Welche Daten als Forschungsdaten gelten, hängt von der jeweiligen Forschungsfrage und wissenschaftlichen Disziplin ab.
Film- und medienwissenschaftliche Forschungsdaten umfassen sowohl audiovisuelle Primärdaten als auch daraus abgeleitete Forschungsdaten und Begleitressourcen.
Wer Forschungsdaten frühzeitig einordnet und strukturiert, schafft die Grundlage für deren Dokumentation, Nachnutzung und Publikation.
Besonderheit von Forschungsdaten in der Film- und Medienwissenschaft
Film- und medienwissenschaftliche Forschungsdaten umfassen heterogene Datentypen.
Neben audiovisuellen Primärdaten entstehen im Forschungsprozess vielfältige abgeleitete Forschungsdaten, etwa Annotationen, Metadaten, Visualisierungen oder Auswertungen.
Urheberrechtliche Rahmenbedingungen beeinflussen den Umgang mit film- und medienwissenschaftlichen Forschungsdaten maßgeblich und müssen frühzeitig geklärt werden, insbesondere wenn es um Primärdaten geht.
Keypoints: Erhebung und Nachnutzung
Forschungsdaten können durch eigene Erhebungen oder durch die Nachnutzung bestehender Datensätze gewonnen werden
Je nach technischem Erfahrungsniveau stehen unterschiedliche Verfahren zur Datenerhebung zur Verfügung – von Annotationstools über Data Dumps, APIs und SPARQL-Abfragen bis hin zu Webscraping.
Die Nachnutzung bestehender Forschungsdaten ermöglicht neue wissenschaftliche Fragestellungen, vergleichende Analysen sowie die Weiterentwicklung vorhandener Datensätze.
Voraussetzung für eine verantwortungsvolle Nachnutzung sind eine transparente Datenzitierung sowie die Berücksichtigung von Lizenzbedingungen, Herkunft und Kontext der Forschungsdaten.
Keypoints: Forschungsdatenmanagement (FDM)
Was ist der Lebenzyklus von Daten?

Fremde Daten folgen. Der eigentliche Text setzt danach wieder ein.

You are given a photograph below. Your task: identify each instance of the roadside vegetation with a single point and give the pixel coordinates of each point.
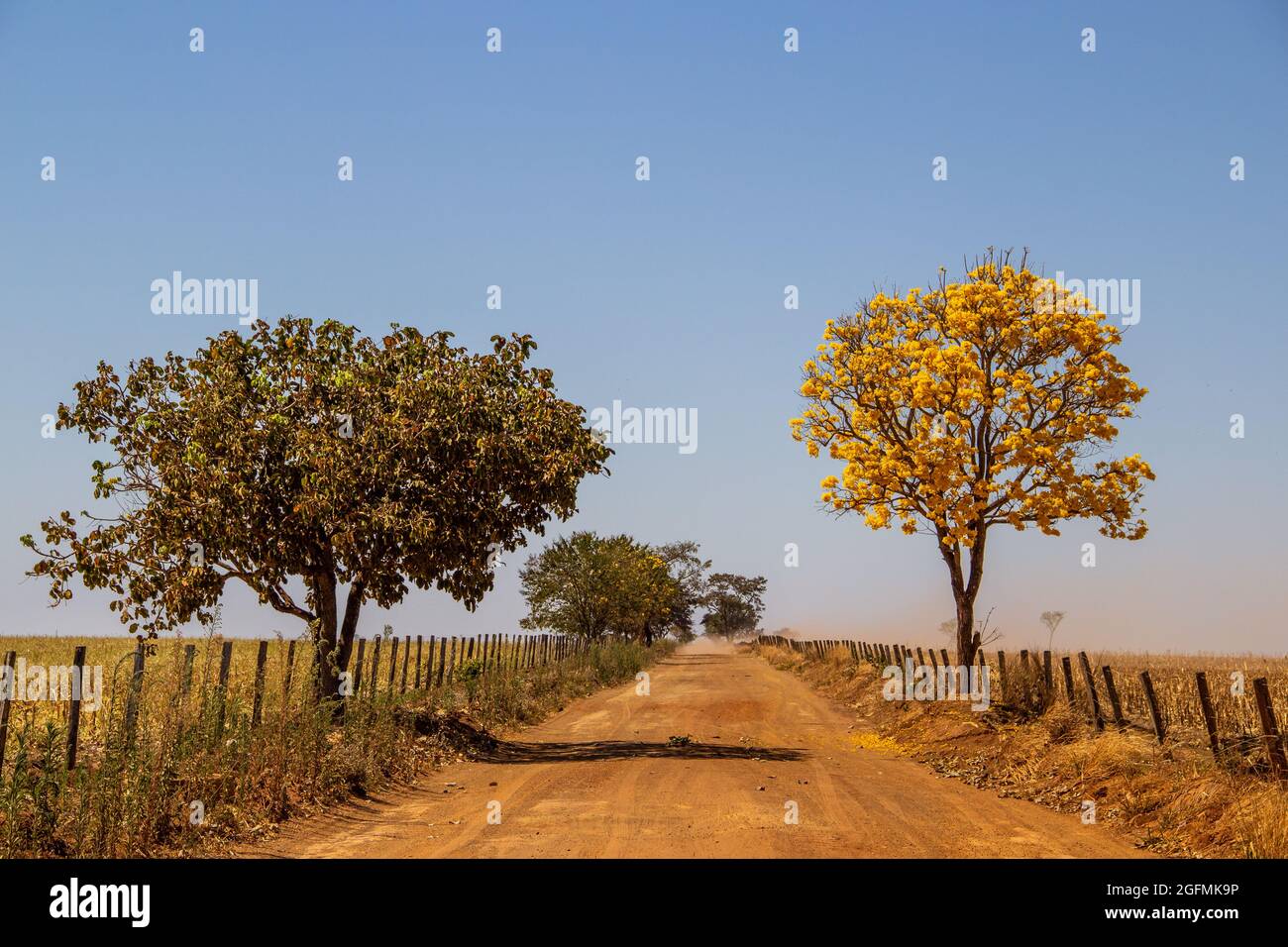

Forschungsdatenmanagement begleitet den gesamten Forschungsdatenlebenszyklus, Forschungsprozesse sind jedoch keine linearen Aktivitäten, sondern gestalten sich dynamisch. Daher ist eine Anpassung der Phasen an den praktischen Forschungsalltag notwendig.
Leitlinien wie die FAIR-Prinzipien und die DFG-Empfehlungen unterstützen einen strukturierten, transparenten und nachhaltigen Umgang mit Forschungsdaten.
Ein Datenmanagementplan (DMP) dient als zentrales Planungs- und Dokumentationsinstrument für die Organisation, Sicherung und spätere Nachnutzung von Forschungsdaten.
In der Film- und Medienwissenschaft erfordern insbesondere die Heterogenität der Daten sowie urheberrechtliche Fragestellungen fachspezifische Strategien und Best Practices im Forschungsdatenmanagement.